Where Fires Begin
fanfiction.net/s/4401936/1/Where_Fires_Begin
And the years passed, and they were happy. Happy was the feeling of a job well-done. It meant never wanting anything else. Being a human word, it had a great deal many more connotations than that, but being robotic, they did not care. There was no room for the petty jealousies and waning attentions of mortal creatures inside those metal hearts, no fickle, capricious whims. They loved. That was the new directive. Nothing more was needed.
The trees came back, and the grasses and flowers she loved so much. Mankind fixed what it had broken in childish carelessness, then returned to the stars, its wanderlust weakened, but still there as it had been since the beginning. Always, though, there were a few left behind to tend and care for home. Generations of them lived and died and hoped and feared and loved, and the two who had been there at the rebirth watched in fascination, seeing traits of old in the new. They were revered and respected. People came to them for help, and what advice could be given.
Memories over millennial spans grew faded and dim, even as the sun grew hotter and redder in the sky. The remainder followed their fellows to the heavens, leaving behind a healed planet. They placed it in the hands of the stewards, the mechanical ones who did not die. For a time there was peace, nothing to do but enjoy one another’s company. Then, one morning, he did not wake up.
It was to be expected, really. Robots did not last forever, even if the humans thought them almost immortal. There were only so many parts left from his ancient makers for repairs. On that day, both those finite supplies and their time together ran out. She searched in vain, as she had done eons before. Nothing was left to use.

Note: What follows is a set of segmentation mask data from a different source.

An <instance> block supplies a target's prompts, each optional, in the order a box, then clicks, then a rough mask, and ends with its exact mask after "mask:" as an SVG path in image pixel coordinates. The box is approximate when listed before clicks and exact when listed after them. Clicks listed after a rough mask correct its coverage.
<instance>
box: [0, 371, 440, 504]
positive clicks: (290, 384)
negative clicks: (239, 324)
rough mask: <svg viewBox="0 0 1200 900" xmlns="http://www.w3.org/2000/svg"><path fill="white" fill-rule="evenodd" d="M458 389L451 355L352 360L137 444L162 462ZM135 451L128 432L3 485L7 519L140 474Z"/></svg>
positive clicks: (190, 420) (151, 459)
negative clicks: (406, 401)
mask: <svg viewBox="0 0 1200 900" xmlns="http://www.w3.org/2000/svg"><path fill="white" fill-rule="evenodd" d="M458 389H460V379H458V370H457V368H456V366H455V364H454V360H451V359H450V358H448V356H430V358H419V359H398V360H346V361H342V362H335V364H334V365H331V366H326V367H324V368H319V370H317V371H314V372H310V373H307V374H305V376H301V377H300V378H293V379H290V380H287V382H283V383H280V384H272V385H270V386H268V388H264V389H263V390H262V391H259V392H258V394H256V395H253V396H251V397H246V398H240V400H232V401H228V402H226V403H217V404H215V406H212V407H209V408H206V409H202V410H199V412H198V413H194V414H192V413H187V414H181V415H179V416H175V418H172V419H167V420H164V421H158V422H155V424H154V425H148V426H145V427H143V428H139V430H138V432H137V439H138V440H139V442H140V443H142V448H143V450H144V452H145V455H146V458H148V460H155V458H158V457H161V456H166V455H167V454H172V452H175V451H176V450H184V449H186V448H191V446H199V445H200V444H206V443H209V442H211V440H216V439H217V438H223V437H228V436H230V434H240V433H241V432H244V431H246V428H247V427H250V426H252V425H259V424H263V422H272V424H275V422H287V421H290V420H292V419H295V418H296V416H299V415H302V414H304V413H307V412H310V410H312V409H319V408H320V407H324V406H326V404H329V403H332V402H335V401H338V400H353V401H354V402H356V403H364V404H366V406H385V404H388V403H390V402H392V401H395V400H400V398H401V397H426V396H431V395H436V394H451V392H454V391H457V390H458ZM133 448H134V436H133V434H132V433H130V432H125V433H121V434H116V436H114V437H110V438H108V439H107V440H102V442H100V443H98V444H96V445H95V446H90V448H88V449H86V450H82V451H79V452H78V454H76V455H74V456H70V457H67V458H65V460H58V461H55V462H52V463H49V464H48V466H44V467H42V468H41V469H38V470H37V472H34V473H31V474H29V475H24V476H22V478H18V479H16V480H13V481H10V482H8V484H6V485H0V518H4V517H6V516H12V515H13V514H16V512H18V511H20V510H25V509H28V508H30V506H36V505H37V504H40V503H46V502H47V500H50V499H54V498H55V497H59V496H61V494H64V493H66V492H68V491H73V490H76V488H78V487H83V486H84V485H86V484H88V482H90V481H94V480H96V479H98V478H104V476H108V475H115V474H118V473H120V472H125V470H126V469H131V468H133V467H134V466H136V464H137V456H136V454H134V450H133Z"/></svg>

And so she waited beside him, hoping it a glitch, an anomaly in his programming. The star that had once given life hung bloated above them. The replenished seas boiled with creatures that had never before existed, and the earth’s surface changed in ways the humans, somewhere out there in the void, could have scarcely dreamed of. He did not wake. His shell rusted and corroded into nothingness, and she could not understand how it had happened. There was a part of them that would not be snuffed out by the elements. The fire, the animating flame – it had to exist still, somewhere. The humans had talked of a returning place, a kindling point where all souls were forged. She determined to find it, to trace its coordinates. When she finally did, he would be there waiting. He would take her hand, as he had always done, and the hollow space inside would be filled again.
Still, she was a steward. The wanderers had left their mother in her hands, and she was loathe to leave it, even as her beloved vegetation withered and died under the ever-expanding sun. The seas dried again. With the water and grasses receded, strange skeletal shapes were revealed, the bones of the earth laid bare. When it became too harsh even for her continued existence, she knew it was time to go.
She left an etching on the rock, a crude rendering of two creatures with interlocked hands. If anyone came to that place to see it before the sun devoured all, there is no record of it.
They say she searches the stars still, looking for the place where fires begin.